But after as little as six months, the nonopioid group reported their pain was slightly less severe than the opioid group’s collective assessment. By the end of the year, Krebs said, “there was really no difference between the groups in terms of pain interference with activities. And over time, the nonopioid group had less pain intensity, and the opioid group had more side effects,” such as constipation, fatigue and nausea.
The study didn’t explore why, but Krebs has a theory: opioid tolerance.
“Within a few weeks or months of taking an opioid on a daily basis, your body gets used to that level of opioid, and you need more and more to get the same level of effect,” she said.
RELATED: Physicians Push for Alternatives to Opioids for Patients' Pain Relief
Opioids, of course, also carry the risk of dependence, addiction and overdose. Coming off opioids gives dependent patients flu-like symptoms that can last for days or weeks.
“This study adds the long-term evidence that shows that opioids really don’t have any advantages in terms of pain relief that might outweigh the known harms that they cause,” she said. “The bottom line for people who have chronic back pain or arthritis pain is just that you shouldn’t start opioids.”
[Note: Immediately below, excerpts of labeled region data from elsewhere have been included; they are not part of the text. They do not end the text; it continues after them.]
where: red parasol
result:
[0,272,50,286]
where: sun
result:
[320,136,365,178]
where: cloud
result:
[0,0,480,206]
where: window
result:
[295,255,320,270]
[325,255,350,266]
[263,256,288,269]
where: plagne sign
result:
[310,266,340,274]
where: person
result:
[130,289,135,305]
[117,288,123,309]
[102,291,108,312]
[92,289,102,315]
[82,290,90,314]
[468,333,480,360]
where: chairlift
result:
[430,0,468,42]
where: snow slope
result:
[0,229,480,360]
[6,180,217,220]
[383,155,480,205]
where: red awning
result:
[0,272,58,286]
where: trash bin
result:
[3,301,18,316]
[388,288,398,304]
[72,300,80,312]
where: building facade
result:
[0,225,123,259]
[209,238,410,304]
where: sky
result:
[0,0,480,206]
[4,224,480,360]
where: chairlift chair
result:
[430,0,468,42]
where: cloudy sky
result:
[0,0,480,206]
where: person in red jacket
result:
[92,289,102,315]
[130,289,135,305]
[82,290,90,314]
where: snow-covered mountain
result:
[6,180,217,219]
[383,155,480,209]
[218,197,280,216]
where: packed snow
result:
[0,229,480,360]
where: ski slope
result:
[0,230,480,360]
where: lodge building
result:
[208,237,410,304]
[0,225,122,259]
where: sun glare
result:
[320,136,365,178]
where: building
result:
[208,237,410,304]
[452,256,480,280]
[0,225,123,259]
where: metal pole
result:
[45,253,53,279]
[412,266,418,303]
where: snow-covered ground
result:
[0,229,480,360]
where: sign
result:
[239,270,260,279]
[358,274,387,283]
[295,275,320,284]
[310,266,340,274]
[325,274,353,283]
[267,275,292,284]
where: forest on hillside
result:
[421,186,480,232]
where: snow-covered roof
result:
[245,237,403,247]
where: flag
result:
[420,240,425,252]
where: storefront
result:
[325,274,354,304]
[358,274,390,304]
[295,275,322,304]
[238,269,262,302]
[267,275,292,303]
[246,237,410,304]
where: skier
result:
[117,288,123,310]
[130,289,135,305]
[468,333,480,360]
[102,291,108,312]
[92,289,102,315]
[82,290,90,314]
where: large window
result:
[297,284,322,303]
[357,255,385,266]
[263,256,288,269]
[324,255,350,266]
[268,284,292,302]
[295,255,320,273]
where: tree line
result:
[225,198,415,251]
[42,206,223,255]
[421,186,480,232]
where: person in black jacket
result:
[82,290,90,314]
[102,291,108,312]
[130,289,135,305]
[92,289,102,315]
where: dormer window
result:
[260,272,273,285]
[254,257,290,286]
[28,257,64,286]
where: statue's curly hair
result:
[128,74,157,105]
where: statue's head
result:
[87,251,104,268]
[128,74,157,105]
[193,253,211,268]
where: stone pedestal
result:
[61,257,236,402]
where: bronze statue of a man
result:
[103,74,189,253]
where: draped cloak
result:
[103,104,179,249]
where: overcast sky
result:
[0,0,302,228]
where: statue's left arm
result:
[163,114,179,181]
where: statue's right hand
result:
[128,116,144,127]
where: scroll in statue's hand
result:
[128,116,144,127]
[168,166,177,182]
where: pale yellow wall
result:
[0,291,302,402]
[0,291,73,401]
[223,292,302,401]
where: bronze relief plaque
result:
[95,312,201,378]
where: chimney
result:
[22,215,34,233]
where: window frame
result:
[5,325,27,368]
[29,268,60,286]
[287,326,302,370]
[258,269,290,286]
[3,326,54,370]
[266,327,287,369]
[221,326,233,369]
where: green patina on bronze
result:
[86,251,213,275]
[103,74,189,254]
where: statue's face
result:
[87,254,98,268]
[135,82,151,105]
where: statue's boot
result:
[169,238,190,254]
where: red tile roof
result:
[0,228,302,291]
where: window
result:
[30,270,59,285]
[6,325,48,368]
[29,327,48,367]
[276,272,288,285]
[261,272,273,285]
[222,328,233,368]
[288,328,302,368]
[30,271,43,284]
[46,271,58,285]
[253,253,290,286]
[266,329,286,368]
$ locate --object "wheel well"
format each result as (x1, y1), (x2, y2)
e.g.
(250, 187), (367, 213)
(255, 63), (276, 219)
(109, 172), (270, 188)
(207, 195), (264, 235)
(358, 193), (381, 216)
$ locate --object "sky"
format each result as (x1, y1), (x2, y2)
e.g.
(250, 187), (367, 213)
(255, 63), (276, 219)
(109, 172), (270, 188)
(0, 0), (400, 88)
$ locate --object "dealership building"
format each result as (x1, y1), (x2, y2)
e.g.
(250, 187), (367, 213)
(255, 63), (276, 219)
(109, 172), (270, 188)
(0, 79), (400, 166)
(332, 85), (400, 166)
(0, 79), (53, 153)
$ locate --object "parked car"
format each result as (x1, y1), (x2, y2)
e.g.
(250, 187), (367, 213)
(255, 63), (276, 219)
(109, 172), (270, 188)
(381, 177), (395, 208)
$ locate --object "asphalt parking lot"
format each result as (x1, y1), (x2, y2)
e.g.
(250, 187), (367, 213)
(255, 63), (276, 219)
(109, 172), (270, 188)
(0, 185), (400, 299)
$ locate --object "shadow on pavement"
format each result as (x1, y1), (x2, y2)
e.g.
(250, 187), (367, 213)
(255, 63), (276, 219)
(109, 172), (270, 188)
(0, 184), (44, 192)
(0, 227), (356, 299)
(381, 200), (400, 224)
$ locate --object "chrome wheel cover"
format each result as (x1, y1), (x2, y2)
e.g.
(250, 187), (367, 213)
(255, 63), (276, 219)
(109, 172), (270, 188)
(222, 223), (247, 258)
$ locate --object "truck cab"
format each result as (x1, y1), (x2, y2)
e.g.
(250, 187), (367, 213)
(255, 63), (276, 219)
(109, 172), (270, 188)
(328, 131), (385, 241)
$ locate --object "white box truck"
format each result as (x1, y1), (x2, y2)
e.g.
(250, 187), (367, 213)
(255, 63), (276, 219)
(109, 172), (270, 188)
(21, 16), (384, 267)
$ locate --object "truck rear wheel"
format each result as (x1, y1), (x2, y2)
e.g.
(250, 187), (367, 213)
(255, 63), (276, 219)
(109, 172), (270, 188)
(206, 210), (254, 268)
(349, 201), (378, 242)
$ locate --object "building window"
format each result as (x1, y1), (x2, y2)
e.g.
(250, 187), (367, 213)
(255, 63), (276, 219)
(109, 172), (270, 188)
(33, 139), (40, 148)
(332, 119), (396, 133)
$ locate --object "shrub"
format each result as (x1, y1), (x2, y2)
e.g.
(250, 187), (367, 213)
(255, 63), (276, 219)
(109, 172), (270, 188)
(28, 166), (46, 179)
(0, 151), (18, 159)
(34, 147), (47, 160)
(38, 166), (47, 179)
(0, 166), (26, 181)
But what about patients like Molden who had already been using opioids for a long time? Muhammed Farhan, MD, medical director of the University of Missouri-Kansas City’s multidisciplinary pain management program, said diplomatic conversations with patients like Molden are part of his daily routine. Farhan also is the medical director of the University Health Pain Management Clinic at Truman Medical Centers, which doesn’t prescribe opioids.
He said he meets patients every day with problems like back pain who’ve reached the end of the line with the drugs.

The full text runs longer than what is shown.